For decades, nuclear deterrence rested on a fragile balance reinforced by mutual restraint. But recent years have seen a disturbing normalization of nuclear rhetoric and posturing. Russia has repeatedly issued nuclear threats during its war in Ukraine. Israel has hinted at nuclear readiness amid escalating Middle East tensions. Even the United States has increased the operational readiness of certain warheads, blurring the line between deterrence and coercion.
“The danger today is not just in deliberate nuclear war but in miscalculation and accident,” says a U.S. nonproliferation expert. “When warheads are placed on high alert — ready to launch within minutes — the risk of a mistaken or unauthorized use skyrockets.”
Indeed, according to the Stockholm International Peace Research Institute (SIPRI), the number of “usable” nuclear weapons — those deployed, stockpiled, or on alert — has begun to rise again after decades of decline. The notion that the world is edging closer to the nuclear brink is no longer theoretical.
Beyond geopolitical calculations lies the devastating human and ecological cost. Past nuclear tests left a legacy of radioactive contamination, genetic damage, and displaced communities — from the Marshall Islands and Nevada to Kazakhstan and French Polynesia.
Even underground explosions can vent radioactive gases, including xenon and krypton isotopes, detectable thousands of kilometers away. Over time, fissures and fractures in rock strata can allow radionuclides to leach into groundwater systems, posing long-term health hazards.
The idea that the U.S. might reopen such test sites — likely at the Nevada National Security Site — has triggered strong opposition from environmental groups, scientists, and local leaders. “Resuming nuclear tests is reckless, unnecessary, and immoral,” said a Nevada congressman. “We’ve already poisoned our lands once. We cannot repeat that mistake.”

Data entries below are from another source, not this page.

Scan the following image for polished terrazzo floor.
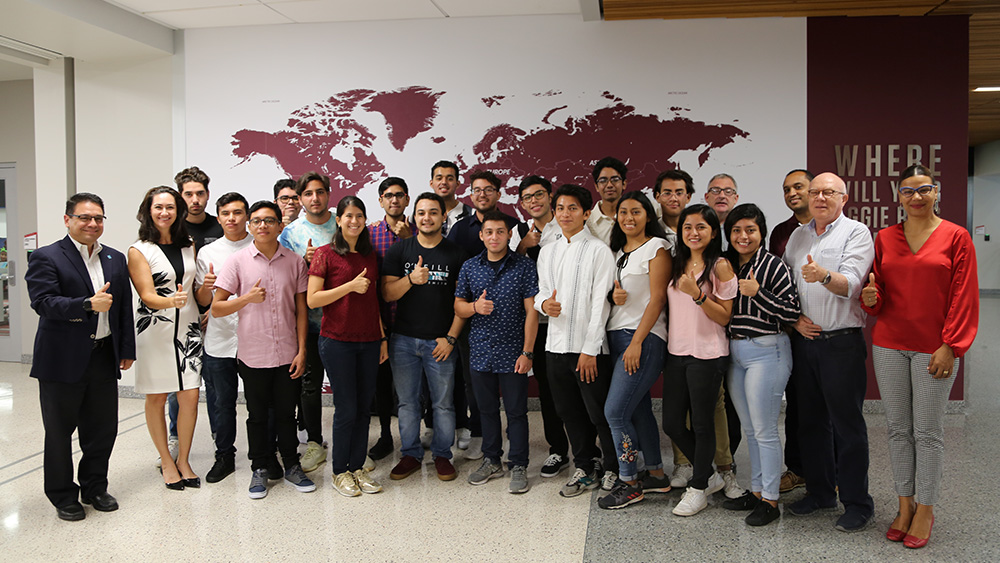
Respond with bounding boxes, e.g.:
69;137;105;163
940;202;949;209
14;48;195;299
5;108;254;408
0;299;1000;562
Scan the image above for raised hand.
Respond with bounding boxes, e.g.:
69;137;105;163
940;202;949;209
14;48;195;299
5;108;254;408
739;267;760;297
611;280;628;305
542;289;562;319
90;282;112;313
410;256;431;285
861;272;878;307
472;289;493;315
351;268;372;293
247;278;267;303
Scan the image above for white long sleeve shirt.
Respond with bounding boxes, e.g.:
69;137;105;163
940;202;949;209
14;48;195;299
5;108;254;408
535;227;615;356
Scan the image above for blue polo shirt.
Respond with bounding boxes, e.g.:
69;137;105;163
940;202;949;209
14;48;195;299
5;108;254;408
455;250;538;373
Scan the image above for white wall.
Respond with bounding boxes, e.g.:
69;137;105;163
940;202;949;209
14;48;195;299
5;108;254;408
0;80;38;354
972;141;1000;291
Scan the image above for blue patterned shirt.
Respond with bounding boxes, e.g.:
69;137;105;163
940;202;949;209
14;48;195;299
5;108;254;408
455;250;538;373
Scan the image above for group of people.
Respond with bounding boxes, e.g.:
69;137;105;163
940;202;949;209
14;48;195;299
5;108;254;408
26;157;978;547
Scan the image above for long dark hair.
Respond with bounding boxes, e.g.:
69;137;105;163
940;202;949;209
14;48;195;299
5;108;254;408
610;190;667;252
723;203;767;272
135;186;191;248
330;195;372;256
670;203;722;287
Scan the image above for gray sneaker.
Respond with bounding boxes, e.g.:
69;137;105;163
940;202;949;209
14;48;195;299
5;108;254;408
285;465;316;493
507;465;529;495
469;458;503;485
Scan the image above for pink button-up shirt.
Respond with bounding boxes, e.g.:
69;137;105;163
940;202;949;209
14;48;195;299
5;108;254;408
215;244;309;368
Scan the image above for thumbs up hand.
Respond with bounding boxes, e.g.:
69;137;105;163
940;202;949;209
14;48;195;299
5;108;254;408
173;284;187;309
90;282;112;313
611;280;628;306
542;289;562;319
739;266;760;297
802;254;829;283
472;289;493;315
410;256;431;285
861;272;878;307
351;268;372;293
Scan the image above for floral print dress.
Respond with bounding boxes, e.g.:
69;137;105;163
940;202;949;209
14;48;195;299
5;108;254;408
132;241;202;394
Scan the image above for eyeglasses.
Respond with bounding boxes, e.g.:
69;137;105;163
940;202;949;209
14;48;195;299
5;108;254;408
708;187;736;195
899;184;937;199
521;190;549;202
806;188;847;199
250;217;279;227
69;213;108;225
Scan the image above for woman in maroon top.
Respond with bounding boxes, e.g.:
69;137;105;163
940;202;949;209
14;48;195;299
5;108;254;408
861;164;979;548
306;196;389;497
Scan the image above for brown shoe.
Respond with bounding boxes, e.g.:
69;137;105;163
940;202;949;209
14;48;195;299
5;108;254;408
389;455;420;481
434;457;457;481
778;471;806;493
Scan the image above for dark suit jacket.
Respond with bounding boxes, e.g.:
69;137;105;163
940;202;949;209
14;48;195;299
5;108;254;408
24;235;135;383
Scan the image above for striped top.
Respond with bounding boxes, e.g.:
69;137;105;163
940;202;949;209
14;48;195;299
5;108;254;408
728;246;800;338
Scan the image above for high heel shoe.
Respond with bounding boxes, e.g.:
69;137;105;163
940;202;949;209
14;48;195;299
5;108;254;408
903;516;934;549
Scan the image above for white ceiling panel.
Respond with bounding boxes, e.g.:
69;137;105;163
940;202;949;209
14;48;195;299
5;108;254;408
143;3;295;29
435;0;580;18
268;0;444;23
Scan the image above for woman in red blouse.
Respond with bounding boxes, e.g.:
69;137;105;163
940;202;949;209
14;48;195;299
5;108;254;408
861;164;979;548
306;196;389;497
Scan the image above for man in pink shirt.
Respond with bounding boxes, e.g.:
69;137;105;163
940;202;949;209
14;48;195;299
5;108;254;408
212;201;316;499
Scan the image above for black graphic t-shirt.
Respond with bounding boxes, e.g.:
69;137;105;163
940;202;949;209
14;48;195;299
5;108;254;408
381;236;467;340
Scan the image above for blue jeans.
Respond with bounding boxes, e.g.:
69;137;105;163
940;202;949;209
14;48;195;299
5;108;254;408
469;369;528;468
604;330;667;481
319;336;380;475
389;333;457;459
201;354;239;457
726;333;792;501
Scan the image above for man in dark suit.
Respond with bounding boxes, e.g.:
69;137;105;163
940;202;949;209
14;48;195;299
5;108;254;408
24;193;135;520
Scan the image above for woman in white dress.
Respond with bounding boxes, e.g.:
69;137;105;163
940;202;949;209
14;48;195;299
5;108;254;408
128;186;202;490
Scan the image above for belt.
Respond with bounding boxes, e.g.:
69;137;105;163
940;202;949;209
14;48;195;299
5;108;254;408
816;326;861;340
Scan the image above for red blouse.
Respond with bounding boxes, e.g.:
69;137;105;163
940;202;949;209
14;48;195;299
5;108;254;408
861;221;979;357
309;244;382;342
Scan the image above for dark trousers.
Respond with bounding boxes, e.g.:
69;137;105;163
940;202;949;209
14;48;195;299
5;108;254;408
532;323;569;458
238;362;302;470
296;332;323;444
319;336;380;475
38;338;118;507
201;354;239;458
470;370;528;468
545;352;618;473
663;353;739;489
792;330;875;516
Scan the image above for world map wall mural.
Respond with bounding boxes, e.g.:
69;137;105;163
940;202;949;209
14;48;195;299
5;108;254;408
231;86;750;216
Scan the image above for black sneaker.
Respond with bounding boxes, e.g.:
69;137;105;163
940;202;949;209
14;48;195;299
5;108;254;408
744;501;781;526
205;455;236;483
722;491;770;510
597;479;644;510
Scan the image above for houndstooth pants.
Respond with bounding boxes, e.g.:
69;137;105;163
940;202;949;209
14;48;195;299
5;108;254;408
872;346;958;505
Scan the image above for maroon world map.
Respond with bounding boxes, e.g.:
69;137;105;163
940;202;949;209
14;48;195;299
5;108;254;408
232;82;750;208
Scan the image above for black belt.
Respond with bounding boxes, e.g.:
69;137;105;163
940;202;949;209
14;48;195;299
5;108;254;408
816;326;861;340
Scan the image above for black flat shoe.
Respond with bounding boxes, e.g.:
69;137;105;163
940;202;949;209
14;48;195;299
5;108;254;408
81;491;118;512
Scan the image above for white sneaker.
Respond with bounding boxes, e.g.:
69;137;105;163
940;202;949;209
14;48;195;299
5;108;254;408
670;463;694;489
705;471;726;496
465;438;483;459
722;470;745;499
455;428;472;450
673;486;721;516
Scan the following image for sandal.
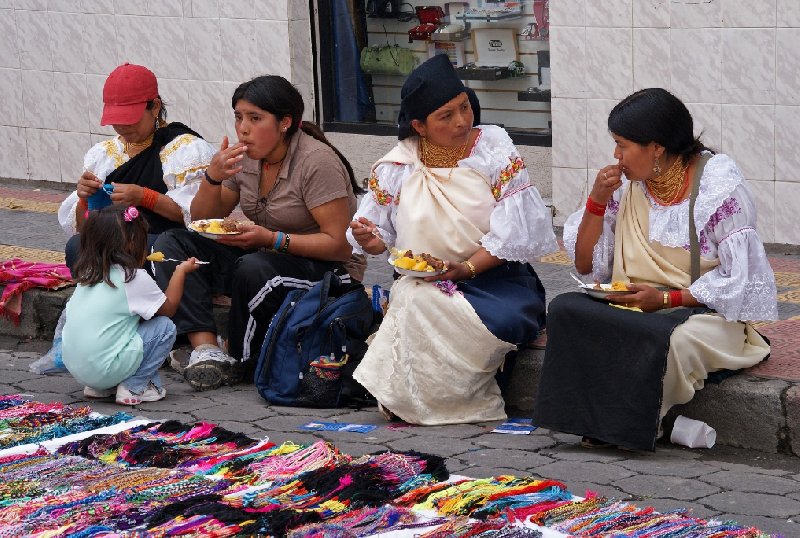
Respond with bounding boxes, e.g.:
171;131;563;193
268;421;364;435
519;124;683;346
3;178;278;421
83;385;117;400
378;402;400;422
116;382;167;405
581;436;617;448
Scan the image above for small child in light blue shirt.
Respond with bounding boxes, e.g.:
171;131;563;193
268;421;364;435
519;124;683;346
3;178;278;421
62;206;199;405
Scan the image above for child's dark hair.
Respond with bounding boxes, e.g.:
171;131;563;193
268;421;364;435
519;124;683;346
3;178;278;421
608;88;709;162
231;75;364;194
72;205;148;288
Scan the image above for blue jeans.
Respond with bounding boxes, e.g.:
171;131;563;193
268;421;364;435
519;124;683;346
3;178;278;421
121;316;176;394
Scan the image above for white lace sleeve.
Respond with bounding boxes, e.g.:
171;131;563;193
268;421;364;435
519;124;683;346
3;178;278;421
564;178;629;283
58;191;78;237
58;138;123;236
347;163;412;254
160;134;215;225
481;155;558;262
689;183;778;321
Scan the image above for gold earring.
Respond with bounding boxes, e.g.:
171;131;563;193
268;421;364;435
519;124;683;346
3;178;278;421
653;157;661;176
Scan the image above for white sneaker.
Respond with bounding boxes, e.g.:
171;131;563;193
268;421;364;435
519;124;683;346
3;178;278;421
83;385;117;400
116;382;167;405
183;344;244;390
169;335;227;374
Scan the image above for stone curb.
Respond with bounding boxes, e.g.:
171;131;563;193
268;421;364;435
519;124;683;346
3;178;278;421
0;288;800;455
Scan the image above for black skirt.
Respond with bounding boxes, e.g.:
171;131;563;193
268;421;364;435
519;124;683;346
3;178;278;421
533;293;709;451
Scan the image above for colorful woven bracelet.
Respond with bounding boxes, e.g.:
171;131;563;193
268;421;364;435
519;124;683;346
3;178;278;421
278;234;291;252
586;196;606;217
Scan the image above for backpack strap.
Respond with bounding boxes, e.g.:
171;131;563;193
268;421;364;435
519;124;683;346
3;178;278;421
689;153;711;284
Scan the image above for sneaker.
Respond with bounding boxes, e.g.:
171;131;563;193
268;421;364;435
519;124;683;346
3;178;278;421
169;335;227;374
83;386;117;400
183;344;244;390
169;346;192;374
116;382;167;405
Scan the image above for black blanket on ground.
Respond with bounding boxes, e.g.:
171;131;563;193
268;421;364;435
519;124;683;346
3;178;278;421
533;292;709;451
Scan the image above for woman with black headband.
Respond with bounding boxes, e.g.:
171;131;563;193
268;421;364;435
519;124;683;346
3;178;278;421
348;55;558;425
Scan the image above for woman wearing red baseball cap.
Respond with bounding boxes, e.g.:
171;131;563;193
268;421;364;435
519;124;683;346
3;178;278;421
58;63;215;268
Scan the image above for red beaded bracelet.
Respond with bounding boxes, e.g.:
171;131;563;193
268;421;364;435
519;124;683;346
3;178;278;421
669;290;683;307
139;187;158;211
586;196;606;217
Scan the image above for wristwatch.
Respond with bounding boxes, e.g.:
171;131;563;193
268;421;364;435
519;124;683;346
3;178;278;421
203;168;222;187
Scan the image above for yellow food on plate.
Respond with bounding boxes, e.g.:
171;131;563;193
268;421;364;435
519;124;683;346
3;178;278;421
389;247;447;273
204;220;226;234
411;260;433;271
393;256;417;269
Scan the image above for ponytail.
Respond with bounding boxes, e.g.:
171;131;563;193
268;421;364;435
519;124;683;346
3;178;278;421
231;75;364;194
299;121;366;195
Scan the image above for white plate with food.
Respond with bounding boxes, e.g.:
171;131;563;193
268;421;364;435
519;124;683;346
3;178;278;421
388;249;447;278
189;218;242;239
581;282;633;299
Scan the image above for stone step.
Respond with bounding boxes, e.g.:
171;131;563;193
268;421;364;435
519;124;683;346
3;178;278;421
506;349;800;455
0;288;800;455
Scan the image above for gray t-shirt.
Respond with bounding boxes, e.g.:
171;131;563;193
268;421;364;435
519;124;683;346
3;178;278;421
223;131;366;280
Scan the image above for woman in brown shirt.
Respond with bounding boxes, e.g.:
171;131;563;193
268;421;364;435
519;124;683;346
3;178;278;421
155;75;366;390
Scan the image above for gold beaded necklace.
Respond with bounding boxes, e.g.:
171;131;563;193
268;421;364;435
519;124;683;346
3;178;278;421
122;134;153;156
645;156;689;205
122;120;167;157
419;137;467;168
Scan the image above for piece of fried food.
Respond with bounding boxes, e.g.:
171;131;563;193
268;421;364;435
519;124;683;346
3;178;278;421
394;256;417;269
220;217;239;233
392;249;446;273
204;220;225;234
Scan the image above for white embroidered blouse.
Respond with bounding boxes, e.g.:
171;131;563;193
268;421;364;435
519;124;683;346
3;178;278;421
347;125;558;262
564;154;778;321
58;134;216;232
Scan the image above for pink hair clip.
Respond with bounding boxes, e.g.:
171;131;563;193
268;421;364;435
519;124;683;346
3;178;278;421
123;206;139;222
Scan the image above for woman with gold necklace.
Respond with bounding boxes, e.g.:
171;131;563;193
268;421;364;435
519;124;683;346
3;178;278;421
350;55;558;425
58;63;214;270
534;88;777;450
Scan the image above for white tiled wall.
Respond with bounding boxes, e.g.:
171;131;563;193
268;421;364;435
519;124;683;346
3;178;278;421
0;0;314;183
552;0;800;244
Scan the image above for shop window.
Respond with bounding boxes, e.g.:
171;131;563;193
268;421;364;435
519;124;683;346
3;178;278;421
316;0;551;145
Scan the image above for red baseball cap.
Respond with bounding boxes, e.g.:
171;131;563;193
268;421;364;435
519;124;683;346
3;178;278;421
100;63;158;125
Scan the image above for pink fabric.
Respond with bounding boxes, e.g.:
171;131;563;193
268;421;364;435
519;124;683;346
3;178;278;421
0;258;72;324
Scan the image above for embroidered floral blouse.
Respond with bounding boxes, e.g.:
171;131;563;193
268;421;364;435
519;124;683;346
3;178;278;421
58;134;215;235
347;125;558;262
564;154;778;321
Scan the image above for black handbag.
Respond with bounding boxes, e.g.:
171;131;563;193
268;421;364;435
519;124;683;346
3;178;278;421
366;0;400;19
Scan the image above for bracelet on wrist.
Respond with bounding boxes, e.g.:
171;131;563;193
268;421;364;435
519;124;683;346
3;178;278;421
669;290;683;306
278;234;291;253
272;228;286;250
586;196;606;217
461;260;478;279
203;168;222;187
139;187;158;211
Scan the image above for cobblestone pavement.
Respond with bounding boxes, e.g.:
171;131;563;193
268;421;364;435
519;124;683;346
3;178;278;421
0;185;800;537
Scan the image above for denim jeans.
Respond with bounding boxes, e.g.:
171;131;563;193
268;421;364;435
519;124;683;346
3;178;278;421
121;316;175;394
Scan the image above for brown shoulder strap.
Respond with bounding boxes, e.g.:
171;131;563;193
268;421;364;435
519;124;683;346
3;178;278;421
689;153;711;284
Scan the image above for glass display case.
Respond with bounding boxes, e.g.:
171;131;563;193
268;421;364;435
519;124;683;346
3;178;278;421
316;0;551;146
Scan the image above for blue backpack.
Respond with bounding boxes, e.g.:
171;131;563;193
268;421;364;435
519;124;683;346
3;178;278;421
254;272;378;407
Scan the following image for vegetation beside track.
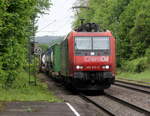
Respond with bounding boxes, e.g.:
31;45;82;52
117;69;150;82
0;72;61;102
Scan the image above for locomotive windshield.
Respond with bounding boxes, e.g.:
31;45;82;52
75;37;110;56
75;37;92;50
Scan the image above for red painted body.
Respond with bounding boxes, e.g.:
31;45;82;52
67;32;116;77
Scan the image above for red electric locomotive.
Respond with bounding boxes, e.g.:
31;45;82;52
60;22;116;90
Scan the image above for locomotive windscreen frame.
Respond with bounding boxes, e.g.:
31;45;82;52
74;36;110;56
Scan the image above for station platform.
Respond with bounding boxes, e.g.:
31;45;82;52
0;102;94;116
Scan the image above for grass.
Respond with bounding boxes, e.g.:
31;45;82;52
117;69;150;82
0;72;62;102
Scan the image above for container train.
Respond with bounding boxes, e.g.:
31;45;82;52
42;23;116;90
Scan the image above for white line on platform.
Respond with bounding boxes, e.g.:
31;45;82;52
66;103;80;116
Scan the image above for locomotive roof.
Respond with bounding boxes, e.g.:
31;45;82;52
70;31;112;37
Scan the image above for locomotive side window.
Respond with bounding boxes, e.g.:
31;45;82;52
74;36;110;56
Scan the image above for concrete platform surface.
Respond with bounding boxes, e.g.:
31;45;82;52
0;102;95;116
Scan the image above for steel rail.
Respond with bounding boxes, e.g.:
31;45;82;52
114;83;150;94
105;93;150;116
79;93;115;116
117;78;150;86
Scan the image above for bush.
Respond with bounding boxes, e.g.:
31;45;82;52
121;57;149;73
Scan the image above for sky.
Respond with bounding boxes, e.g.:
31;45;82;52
36;0;76;36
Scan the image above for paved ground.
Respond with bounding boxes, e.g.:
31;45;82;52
0;102;96;116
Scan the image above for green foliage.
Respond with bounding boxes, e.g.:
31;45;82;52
0;0;50;86
0;72;61;102
39;44;49;51
74;0;150;72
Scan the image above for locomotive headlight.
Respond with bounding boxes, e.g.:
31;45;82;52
105;65;109;69
76;66;80;69
76;65;83;69
102;65;110;69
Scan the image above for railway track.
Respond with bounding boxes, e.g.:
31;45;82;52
105;93;150;116
79;93;115;116
114;80;150;94
79;93;150;116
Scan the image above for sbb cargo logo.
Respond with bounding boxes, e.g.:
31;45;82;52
84;56;109;62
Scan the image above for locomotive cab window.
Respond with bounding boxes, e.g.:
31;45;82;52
75;37;110;56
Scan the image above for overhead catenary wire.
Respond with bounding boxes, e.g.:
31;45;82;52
37;19;56;32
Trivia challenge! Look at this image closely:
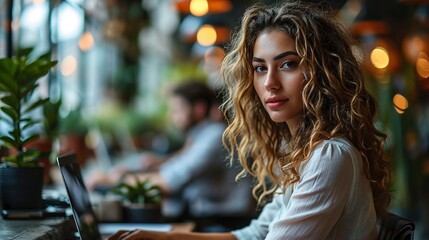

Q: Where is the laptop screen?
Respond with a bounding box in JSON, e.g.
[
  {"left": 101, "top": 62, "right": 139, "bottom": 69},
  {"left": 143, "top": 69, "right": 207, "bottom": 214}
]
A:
[{"left": 57, "top": 154, "right": 102, "bottom": 240}]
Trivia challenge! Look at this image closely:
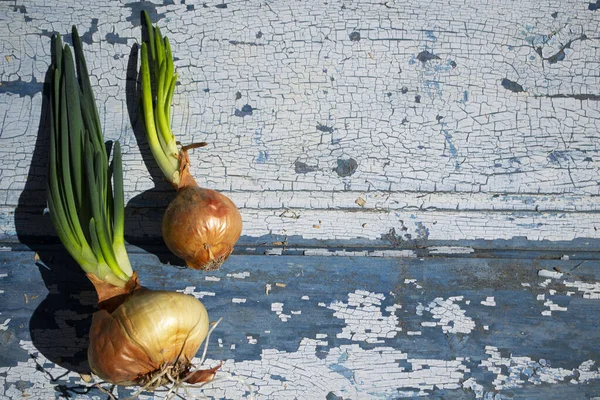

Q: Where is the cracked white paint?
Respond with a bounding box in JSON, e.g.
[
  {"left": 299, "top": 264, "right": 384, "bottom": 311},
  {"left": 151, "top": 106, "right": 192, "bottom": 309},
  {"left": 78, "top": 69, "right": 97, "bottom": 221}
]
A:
[
  {"left": 428, "top": 246, "right": 475, "bottom": 254},
  {"left": 303, "top": 249, "right": 417, "bottom": 258},
  {"left": 227, "top": 271, "right": 250, "bottom": 279},
  {"left": 480, "top": 346, "right": 600, "bottom": 390},
  {"left": 0, "top": 335, "right": 600, "bottom": 400},
  {"left": 0, "top": 0, "right": 600, "bottom": 247},
  {"left": 327, "top": 290, "right": 402, "bottom": 343},
  {"left": 197, "top": 338, "right": 468, "bottom": 399},
  {"left": 177, "top": 286, "right": 216, "bottom": 299},
  {"left": 563, "top": 281, "right": 600, "bottom": 300},
  {"left": 271, "top": 303, "right": 292, "bottom": 322},
  {"left": 481, "top": 296, "right": 496, "bottom": 307},
  {"left": 0, "top": 313, "right": 10, "bottom": 331},
  {"left": 417, "top": 296, "right": 475, "bottom": 334}
]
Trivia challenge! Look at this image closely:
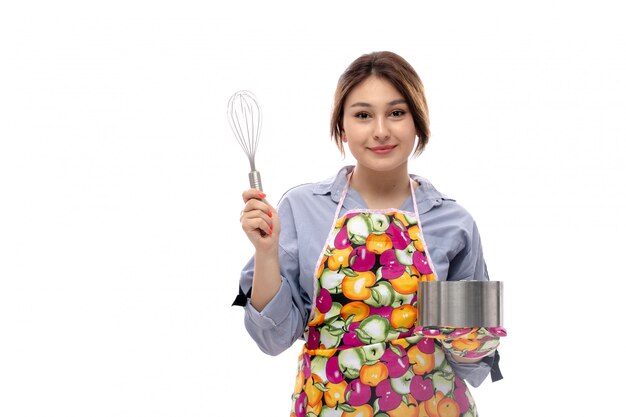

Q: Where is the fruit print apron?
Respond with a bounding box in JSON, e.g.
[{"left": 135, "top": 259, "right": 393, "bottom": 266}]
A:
[{"left": 291, "top": 178, "right": 497, "bottom": 417}]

Despite these grim developments, a glimmer of progress remains. The Treaty on the Prohibition of Nuclear Weapons (TPNW), which entered into force in 2021, represents the first legally binding global instrument to comprehensively ban nuclear weapons. Signed by over half of the world’s nations, it envisions the total elimination of nuclear arsenals.
While none of the nuclear-armed states have joined the treaty, it has reenergized the global disarmament movement and reaffirmed the moral illegitimacy of nuclear deterrence.
“The TPNW is the clearest expression of humanity’s will to be free from the shadow of annihilation,” said a spokesperson for the International Campaign to Abolish Nuclear Weapons (ICAN), the 2017 Nobel Peace Prize laureate. “Every step backward by nuclear powers only strengthens the case for total prohibition.”
The Doomsday Clock, maintained by the Bulletin of the Atomic Scientists, measures humanity’s proximity to catastrophe. This year, it was set at 90 seconds to midnight — the closest it has ever been, reflecting the combined dangers of nuclear war, climate change, and emerging technologies.
Trump’s nuclear testing order, if implemented, could move the clock even closer. It would signal the collapse of the last taboos restraining nuclear brinkmanship, ignite reciprocal tests by Russia and China, and bury decades of painstaking arms control diplomacy.
“The world has spent half a century trying to step back from the nuclear abyss,” one disarmament veteran said. “To start testing again is to take a giant leap toward it.”
As the international community braces for the potential fallout — diplomatic, environmental, and literal — one truth stands starkly clear: the return to nuclear testing is not progress. It is regression to an age of fear, when the world lived one miscalculation away from annihilation.